By Andrew I. Jones
Eureka Times Standard
EUREKA, Calif. — “I woke up in the ambulance and saw a mask on my face. I saw my wife following the ambulance through the window,” recalled Paul Nicholson. “They said I fell off a cement truck, and then I passed out again.”
Nicholson had fallen from a truck parked in front of his home, hitting his head and blacking out. His wife witnessed the accident and called 911.
The Eureka resident’s life-changing moment wasn’t the day he was whisked from his family with sirens blaring. It came later when talking to his 6-year-old son.

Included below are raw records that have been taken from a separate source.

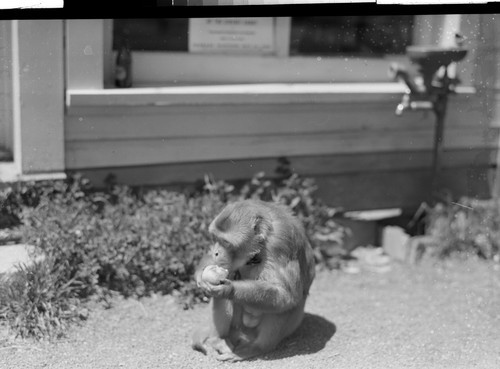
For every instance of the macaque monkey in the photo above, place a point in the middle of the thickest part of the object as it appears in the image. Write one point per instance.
(270, 268)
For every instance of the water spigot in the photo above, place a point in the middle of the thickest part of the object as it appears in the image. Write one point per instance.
(408, 103)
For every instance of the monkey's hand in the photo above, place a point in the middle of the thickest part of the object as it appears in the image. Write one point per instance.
(211, 276)
(224, 290)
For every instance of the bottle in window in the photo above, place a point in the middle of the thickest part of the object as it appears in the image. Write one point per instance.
(123, 68)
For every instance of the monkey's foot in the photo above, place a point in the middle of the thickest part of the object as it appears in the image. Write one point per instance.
(229, 357)
(222, 346)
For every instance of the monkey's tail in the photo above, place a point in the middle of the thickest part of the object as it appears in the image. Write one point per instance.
(199, 338)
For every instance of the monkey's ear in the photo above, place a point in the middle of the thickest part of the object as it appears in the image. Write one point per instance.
(261, 228)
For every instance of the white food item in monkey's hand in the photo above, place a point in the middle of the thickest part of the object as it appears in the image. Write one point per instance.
(251, 318)
(214, 274)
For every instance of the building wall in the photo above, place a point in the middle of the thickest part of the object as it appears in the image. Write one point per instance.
(6, 134)
(361, 154)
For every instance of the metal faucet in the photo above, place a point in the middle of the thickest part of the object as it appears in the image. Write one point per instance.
(429, 90)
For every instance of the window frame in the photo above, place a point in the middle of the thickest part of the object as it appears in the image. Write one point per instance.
(148, 68)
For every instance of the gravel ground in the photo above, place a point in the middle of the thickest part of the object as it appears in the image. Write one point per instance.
(430, 316)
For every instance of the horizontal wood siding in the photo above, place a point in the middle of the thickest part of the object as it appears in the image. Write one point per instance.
(339, 164)
(120, 137)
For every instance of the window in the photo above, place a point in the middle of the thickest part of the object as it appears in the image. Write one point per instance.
(169, 52)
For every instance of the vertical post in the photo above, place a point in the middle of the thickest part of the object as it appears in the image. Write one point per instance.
(38, 86)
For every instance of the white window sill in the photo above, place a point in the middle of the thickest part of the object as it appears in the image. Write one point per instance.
(275, 93)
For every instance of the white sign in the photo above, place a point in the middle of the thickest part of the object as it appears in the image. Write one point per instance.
(231, 35)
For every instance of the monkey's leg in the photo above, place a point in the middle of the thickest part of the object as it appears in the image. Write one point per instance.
(271, 331)
(200, 336)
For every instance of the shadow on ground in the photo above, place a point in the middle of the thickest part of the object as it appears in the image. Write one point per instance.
(311, 337)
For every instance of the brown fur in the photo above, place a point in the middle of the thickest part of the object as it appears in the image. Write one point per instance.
(271, 271)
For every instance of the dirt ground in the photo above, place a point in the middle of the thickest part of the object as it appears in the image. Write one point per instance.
(430, 316)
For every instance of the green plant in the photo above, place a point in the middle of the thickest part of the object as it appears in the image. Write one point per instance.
(328, 237)
(469, 226)
(135, 242)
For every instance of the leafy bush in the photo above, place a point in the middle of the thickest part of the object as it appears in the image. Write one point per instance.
(128, 241)
(469, 226)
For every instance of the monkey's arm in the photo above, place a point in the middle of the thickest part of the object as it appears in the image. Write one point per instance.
(278, 289)
(204, 262)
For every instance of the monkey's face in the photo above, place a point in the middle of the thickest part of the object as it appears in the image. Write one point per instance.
(232, 257)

“We talked about how my accident made him feel,” Nicholson said. “He told me he didn’t know what to do in an emergency, and that really impacted me.”
Nicholson had recently seen a 911 call simulator machine at a Red Cross conference related to his work as an insurance agent. He pooled contributions from other agents, purchased one, and then phoned an elementary school principal and asked if he could show her students.
That was eight years ago. Today Nicholson is booked four to five hours each week visiting schools throughout the county on a one-man mission to educate kindergartners, first and second graders about their ability to summon aid in a crisis.
“Kids should have the power and confidence to make the call and save themselves or somebody else,” Nicholson said. “They should feel empowered to take care of themselves if the older person taking care of them cannot do it for them.”
One recent morning Nicholson found himself in Kelly Miller’s first-grade classroom at Morris Elementary Language Immersion School in McKinleyville.
He gave students advice on what to do when calling from a home landline or cell phone and alternate ways to identify their location to the operator if they don’t know it. Students then took turns dialing 911 on a demonstration telephone and speaking to a pre-recorded operator.
“Nine-one-one operator. What is your emergency?” a female voice announced through the handset and to students in the room.
“My mother fell down and she’s not talking,” a child said into the phone. Nicholson sat nearby, activating responses from the emergency operator using a remote control. Encouraging comments were quick at hand when a student paused or didn’t know what to say.
Each student took home a refrigerator magnet for parents to write down their essential contact details so that their child need not fear remembering in the heat of the moment.
“Some kids don’t know where to find the ‘9' on the phone, let alone where they live,” Nicholson said. “I like to show students three years in a row because young children need repetition to learn, especially when it’s something they’ll need to recall only in an emergency,” he said.
Nicholson’s time and expenses are provided on a volunteer basis, with no fee to schools. When asked why he does it, he recalled an experience at his son’s middle school basketball game.
“I saw a little boy running around the court, and I think he’s coming to me, and then he zeros in on me. He says, ‘Aren’t you the 911 guy?’” Nicholson recalled. “And then he says, ‘I told my mom that’s who you were.’ That was amazing. You can’t buy that kind of feeling. Someday I’m going to hear about a kid who has called 911 after learning from me, and that’s why I do it.”